PARBOABOA, Jakarta - Badan Reserse Kriminal (Bareskrim) Polri Menemukan adanya dugaan penyalahgunaan dana di lembaga filantropis Aksi Cepat Tanggap (ACT) untuk korban kecelakaan pesawat Lion Air JT-610 pada 2018 silam.
Hal tersebut diduga dilakukan oleh mantan Presiden ACT Ahyudin dan Presiden ACT saat ini Ibnu Khajar. Keduanya diduga selewengkan dana CSR untuk kepentingan pribadi.
"Pengurus Yayasan ACT dalam hal ini saudara Ahyudin selaku pendiri merangkap ketua, pengurus dan pembina serta saudara Ibnu Khajar selaku ketua pengurus melakukan dugaan penyimpangan sebagian dana sosial atau CSR dari pihak Boeing untuk kepentingan pribadi masing-masing berupa pembayaran gaji dan fasilitas pribadi," kata Kepala Biro Penerangan Masyarakat (Karopenmas) Polri Brigjen Ahmad Ramadhan kepada wartawan, Sabtu (9/7).
Dugaan Penyelewengan
Ramadhan menyebutkan, Yayasan ACT pernah mendapat rekomendasi dari 68 ahli waris korban kecelakaan pesawat Lion Air Boeing JT610 untuk mengelola dana sosial atau CSR.
Total dana CSR yang harus disalurkan oleh pihak ACT kepada korban senilai Rp 138 miliar. Pihak Boeing juga memberikan kompensasi santunan kepada ahli waris korban sebesar Rp2,06 miliar. Namun, penyidik Bareskrim menduga dana tersebut tidak direalisasikan oleh pihak ACT.
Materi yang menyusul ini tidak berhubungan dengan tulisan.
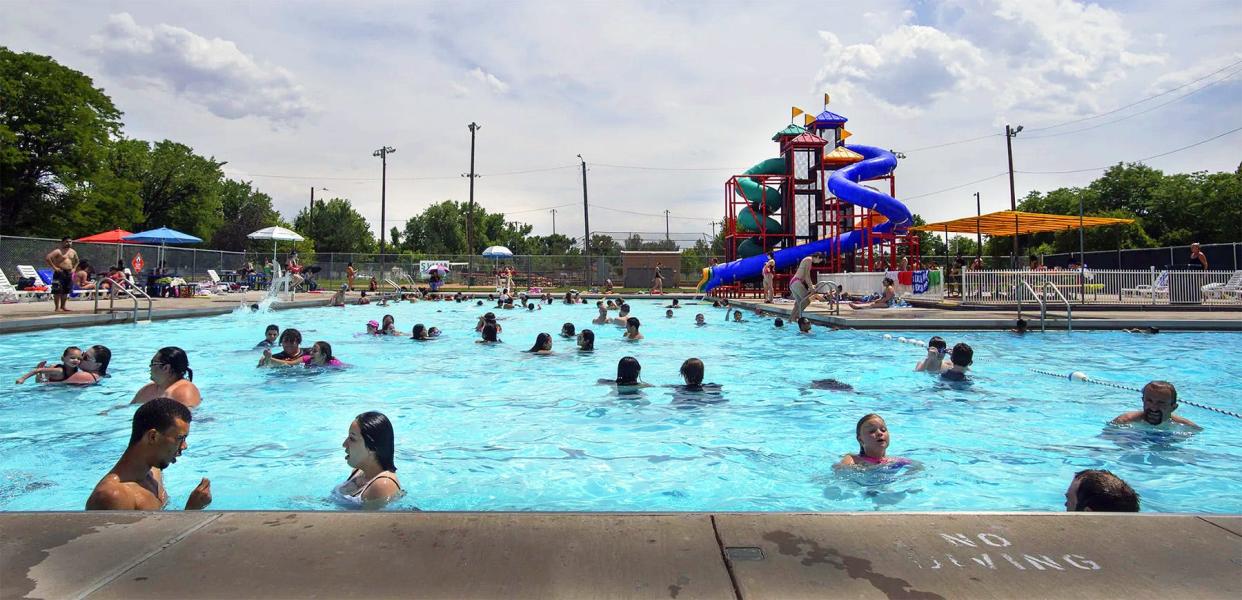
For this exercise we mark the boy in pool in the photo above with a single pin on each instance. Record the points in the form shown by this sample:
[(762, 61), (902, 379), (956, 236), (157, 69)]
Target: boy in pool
[(1159, 403), (935, 360), (961, 357), (270, 336), (70, 359)]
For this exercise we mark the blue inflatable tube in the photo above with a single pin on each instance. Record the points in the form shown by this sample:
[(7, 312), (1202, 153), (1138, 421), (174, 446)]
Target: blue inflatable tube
[(845, 184)]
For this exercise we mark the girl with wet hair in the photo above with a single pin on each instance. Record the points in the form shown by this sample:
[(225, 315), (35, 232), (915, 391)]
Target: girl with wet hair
[(543, 344), (369, 449)]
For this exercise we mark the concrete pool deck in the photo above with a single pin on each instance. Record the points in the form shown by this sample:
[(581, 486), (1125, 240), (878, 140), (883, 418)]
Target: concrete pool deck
[(974, 318), (588, 555), (37, 316)]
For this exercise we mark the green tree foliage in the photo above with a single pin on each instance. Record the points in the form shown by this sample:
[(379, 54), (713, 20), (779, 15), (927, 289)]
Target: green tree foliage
[(55, 131), (335, 226), (245, 210)]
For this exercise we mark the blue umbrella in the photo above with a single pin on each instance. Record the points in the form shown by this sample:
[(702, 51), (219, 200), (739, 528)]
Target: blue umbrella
[(163, 236)]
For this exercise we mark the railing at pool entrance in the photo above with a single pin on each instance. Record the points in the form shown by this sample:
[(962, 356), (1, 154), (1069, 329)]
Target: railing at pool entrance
[(1082, 287)]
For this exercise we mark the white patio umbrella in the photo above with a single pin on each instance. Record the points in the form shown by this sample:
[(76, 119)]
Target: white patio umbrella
[(276, 235)]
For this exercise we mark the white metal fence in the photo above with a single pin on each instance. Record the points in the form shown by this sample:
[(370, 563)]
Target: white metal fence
[(873, 282), (1153, 287)]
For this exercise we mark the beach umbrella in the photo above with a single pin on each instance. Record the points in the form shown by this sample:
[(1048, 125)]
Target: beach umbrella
[(163, 236), (276, 235), (114, 236)]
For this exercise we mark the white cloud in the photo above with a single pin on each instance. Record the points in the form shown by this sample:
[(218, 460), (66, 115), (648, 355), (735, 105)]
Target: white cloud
[(211, 72), (489, 80)]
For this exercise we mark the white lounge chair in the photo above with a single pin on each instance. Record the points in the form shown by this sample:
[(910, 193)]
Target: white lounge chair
[(1159, 288), (9, 293), (1223, 291)]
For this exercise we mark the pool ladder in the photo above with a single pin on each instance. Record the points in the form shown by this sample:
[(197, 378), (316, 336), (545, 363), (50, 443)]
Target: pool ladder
[(133, 293), (1043, 306)]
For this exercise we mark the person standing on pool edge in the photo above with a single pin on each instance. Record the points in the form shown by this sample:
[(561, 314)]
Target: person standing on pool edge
[(173, 378), (157, 437)]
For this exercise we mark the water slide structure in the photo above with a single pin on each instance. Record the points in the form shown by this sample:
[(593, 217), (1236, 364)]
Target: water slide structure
[(845, 184)]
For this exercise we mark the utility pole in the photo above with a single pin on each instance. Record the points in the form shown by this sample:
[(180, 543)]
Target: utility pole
[(979, 235), (1009, 147), (586, 226), (470, 213), (383, 154), (312, 196)]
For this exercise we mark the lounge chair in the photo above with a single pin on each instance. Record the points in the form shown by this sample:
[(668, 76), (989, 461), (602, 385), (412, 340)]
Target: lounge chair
[(9, 293), (1154, 291), (1223, 291)]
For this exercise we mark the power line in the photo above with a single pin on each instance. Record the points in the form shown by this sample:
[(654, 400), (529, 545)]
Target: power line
[(1134, 114), (1142, 159), (1139, 101)]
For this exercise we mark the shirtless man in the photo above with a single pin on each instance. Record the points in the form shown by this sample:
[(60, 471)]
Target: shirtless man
[(137, 481), (63, 261), (173, 378), (1159, 401)]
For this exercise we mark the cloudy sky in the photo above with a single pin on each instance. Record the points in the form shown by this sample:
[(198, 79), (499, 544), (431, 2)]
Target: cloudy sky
[(663, 99)]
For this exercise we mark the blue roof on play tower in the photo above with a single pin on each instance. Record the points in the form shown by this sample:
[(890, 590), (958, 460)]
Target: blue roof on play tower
[(829, 118)]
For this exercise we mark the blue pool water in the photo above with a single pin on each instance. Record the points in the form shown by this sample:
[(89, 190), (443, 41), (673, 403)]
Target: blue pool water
[(493, 429)]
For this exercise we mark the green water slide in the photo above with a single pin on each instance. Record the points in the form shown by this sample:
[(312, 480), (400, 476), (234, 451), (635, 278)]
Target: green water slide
[(759, 196)]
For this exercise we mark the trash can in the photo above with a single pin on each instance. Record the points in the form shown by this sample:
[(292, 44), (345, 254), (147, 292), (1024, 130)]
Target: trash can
[(1186, 283)]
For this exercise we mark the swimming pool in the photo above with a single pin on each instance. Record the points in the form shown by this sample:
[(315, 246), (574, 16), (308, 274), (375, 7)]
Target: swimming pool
[(489, 427)]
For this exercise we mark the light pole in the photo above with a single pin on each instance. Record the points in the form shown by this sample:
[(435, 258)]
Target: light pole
[(586, 225), (312, 198), (470, 211), (979, 235), (383, 154), (1009, 147)]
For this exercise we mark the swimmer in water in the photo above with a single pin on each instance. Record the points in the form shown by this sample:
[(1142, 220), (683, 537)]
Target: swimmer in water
[(1096, 490), (602, 318), (631, 329), (542, 345), (135, 482), (1159, 403), (961, 358), (70, 360), (369, 449), (586, 340), (270, 336), (937, 359), (872, 435)]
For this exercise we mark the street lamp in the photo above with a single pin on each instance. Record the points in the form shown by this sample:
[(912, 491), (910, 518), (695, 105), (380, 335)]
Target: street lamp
[(383, 154), (1010, 133)]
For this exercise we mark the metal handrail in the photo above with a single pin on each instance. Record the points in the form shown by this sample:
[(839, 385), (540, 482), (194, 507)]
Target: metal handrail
[(1043, 308), (1069, 309), (134, 293)]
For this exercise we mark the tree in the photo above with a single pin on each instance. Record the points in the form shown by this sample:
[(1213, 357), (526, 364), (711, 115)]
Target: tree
[(335, 226), (244, 210), (181, 190), (55, 129)]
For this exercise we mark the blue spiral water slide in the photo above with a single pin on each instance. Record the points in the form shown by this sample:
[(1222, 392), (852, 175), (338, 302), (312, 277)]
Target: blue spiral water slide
[(845, 184)]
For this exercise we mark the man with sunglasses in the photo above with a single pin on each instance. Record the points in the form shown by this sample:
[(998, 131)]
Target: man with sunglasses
[(157, 437)]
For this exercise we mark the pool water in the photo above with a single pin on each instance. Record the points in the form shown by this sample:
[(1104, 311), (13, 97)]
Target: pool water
[(489, 427)]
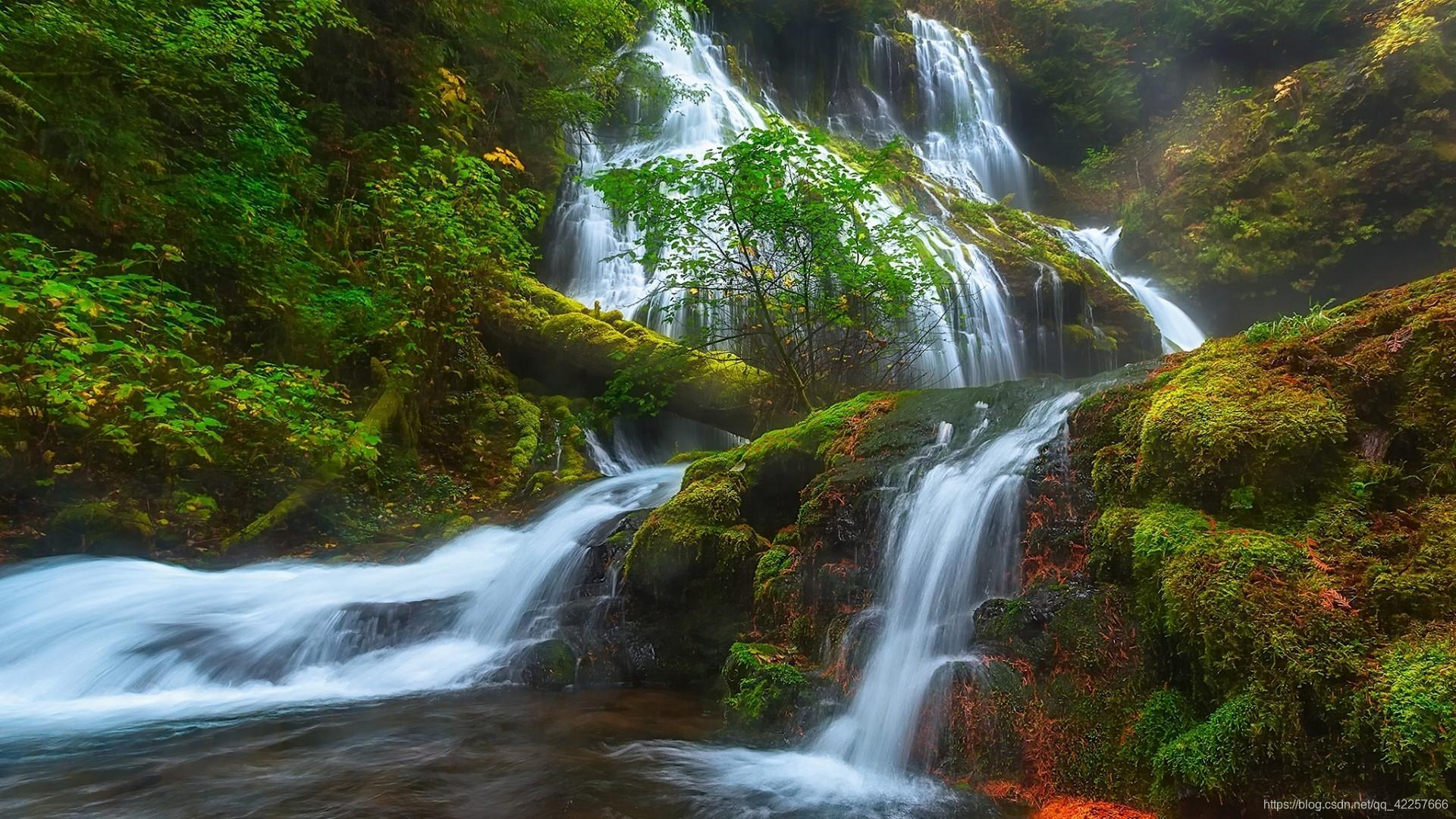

Pihak ACT, dikatakan Ramadhan, juga tidak memberitahukan realisasi jumlah CSR serta progres pekerjaan yang dikelolanya dari pihak Boeing kepada ahli waris korban.
"Pihak yayasan Aksi Cepat Tanggap (ACT) tidak memberitahukan realisasi jumlah dana sosial/CSR yang diterimanya dari pihak Boeing kepada ahli waris korban, termasuk nilai serta progres pekerjaan yang dikelola oleh Yayasan Aksi Cepat Tanggap," ucap dia.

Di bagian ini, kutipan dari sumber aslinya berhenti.